妻の不倫相手の勤務先に損害賠償請求 裁判所の判断は?
妻の不倫相手の勤務先に対して、夫が損害賠償を求めた事件です(東京地裁 R2.6.1判決)。妻は報道機関で記者をしており、別の報道機関で同じく記者をしている男性と不倫関係となり、二人は同居するようになりました。
不倫相手を訴えるのはともかく、不倫相手の勤務先を訴えたのには理由があります。民法第715条には「使用者責任」が定められており、従業員が事業の執行で第三者に損害を与えた場合、使用者はその損害を賠償する責任を負うとされています。なお「事業の執行」には、従業員の職務そのものには属しないが、外観上は職務の範囲内のように見える行為を含むものとされています(外形標準説)。
原告である夫の主張としては、妻と不倫相手の男性は報道機関の記者として同じような情報を取材・収集していることから、不倫関係となって同居することが「同業他社の動向を取得する手段」となっており、(同業他社の動向を取得するという)事業の執行と密接な関連がある不貞行為により受けた損害について、使用者責任により損害賠償せよ、ということです。
これに対して裁判所は、不倫相手の勤務先はそもそも不倫の事実を知らず、業務遂行の過程で異性と親しくなって不貞行為に至ったとしても、事業の執行とは到底認められない。
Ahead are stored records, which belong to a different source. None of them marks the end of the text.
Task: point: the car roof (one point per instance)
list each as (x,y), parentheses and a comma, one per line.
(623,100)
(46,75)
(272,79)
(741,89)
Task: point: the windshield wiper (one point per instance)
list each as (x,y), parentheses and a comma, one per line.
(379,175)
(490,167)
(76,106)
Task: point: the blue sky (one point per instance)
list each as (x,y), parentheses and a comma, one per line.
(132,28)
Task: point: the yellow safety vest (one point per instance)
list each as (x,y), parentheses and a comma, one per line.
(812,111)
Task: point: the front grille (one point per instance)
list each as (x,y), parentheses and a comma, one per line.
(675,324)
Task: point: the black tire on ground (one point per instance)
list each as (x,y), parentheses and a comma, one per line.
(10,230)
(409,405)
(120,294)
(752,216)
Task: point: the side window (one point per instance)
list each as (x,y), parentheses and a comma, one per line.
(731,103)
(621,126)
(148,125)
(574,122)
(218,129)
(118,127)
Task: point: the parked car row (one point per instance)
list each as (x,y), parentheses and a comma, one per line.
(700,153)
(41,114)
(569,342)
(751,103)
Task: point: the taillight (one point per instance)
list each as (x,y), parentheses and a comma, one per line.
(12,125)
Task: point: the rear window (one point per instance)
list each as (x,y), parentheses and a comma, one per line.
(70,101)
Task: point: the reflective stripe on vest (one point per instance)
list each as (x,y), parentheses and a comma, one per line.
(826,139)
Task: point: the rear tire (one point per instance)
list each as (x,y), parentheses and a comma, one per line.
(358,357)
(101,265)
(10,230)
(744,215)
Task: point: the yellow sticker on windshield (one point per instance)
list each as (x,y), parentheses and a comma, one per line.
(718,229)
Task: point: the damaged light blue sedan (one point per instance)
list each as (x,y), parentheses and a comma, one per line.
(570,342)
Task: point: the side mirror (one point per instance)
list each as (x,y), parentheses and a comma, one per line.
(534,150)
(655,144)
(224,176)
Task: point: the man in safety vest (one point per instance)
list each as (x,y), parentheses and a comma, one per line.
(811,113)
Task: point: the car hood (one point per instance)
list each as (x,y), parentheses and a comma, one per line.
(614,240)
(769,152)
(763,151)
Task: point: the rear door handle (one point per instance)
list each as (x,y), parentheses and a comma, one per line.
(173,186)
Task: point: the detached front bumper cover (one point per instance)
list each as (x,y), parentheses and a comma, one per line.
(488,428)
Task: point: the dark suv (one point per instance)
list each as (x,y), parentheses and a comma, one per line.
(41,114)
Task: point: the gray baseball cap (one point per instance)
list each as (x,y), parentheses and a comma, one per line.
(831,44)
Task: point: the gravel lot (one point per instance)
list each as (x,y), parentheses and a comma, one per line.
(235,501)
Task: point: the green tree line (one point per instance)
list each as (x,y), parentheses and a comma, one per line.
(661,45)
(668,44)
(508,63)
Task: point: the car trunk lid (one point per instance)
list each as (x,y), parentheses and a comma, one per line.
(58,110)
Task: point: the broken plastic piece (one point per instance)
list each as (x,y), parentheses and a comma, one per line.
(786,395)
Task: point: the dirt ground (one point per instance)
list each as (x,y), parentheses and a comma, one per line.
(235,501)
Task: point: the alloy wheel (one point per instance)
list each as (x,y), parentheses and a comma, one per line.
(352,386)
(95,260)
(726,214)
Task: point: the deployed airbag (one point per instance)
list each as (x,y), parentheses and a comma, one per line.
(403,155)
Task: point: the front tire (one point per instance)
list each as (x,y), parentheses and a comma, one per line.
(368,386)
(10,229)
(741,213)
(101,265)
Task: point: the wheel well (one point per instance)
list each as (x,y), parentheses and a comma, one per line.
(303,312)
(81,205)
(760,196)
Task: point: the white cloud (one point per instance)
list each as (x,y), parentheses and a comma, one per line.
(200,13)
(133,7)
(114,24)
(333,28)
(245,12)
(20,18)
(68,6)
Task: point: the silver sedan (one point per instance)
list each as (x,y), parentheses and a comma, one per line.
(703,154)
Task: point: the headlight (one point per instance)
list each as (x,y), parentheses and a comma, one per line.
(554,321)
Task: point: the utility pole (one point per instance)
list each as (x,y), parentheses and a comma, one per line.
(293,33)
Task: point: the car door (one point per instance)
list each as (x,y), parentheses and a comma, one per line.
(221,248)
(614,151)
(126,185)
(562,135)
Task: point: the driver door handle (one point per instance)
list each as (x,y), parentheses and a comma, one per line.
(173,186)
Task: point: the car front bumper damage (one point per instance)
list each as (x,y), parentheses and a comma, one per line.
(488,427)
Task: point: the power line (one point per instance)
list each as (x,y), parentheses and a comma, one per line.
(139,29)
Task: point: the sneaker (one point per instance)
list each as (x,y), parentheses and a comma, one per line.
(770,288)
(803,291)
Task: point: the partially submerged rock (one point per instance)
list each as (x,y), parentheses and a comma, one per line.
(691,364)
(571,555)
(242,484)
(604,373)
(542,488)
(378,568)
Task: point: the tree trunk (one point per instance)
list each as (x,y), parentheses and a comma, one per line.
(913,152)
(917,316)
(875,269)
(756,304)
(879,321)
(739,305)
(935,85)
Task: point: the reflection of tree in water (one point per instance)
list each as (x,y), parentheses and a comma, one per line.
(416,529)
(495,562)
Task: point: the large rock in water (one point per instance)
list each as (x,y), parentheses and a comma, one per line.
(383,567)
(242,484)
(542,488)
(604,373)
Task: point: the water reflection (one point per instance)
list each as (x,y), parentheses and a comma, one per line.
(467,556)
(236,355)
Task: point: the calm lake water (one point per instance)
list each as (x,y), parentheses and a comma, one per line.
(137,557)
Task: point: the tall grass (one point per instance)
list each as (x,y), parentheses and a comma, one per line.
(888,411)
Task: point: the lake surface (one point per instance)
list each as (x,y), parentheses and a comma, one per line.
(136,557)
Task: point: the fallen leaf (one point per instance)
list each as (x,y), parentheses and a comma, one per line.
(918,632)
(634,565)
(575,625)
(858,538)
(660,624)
また、不貞行為を含む男女の関係は、基本的に私生活の領域に属する事柄であって、外形を客観的に観察しても職務の範囲になく、事業と密接な関係がある行為とも認められないとして、原告の請求を棄却しました。さすがに不貞行為を情報収集の手段としているという主張には無理があったようです。
ところで、今回は妻の不倫相手の勤務先を訴えるというケースでしたが、社内不倫の場合はどうでしょうか。基本的には社内不倫であっても私生活の領域に属する事柄であるため、今回のケースと同じように使用者とは関係が無いと思いたいところです。
しかしながら、社内不倫が公然と行われていれば、同じ職場の同僚などから不倫行為を見せられるのはセクハラ行為であり、そのような状態を放置している使用者もけしからんということで、不倫行為を見せつけられている同じ職場の従業員から使用者が訴えられる可能性があります(会社は快適に仕事ができる職場環境を整備する必要があるする裁判例あり。)。
また、不倫関係が破綻した場合には、そのことがきっかけでパワハラが発生したり(上司と部下が不倫関係にあった場合など)、あるいは(気まずさなどから)生産性の低下や仕事の滞りが発生するなど、使用者として何らかの対応が必要となるケースもあります。
以上、労務の視点から見た不倫のあれこれでした。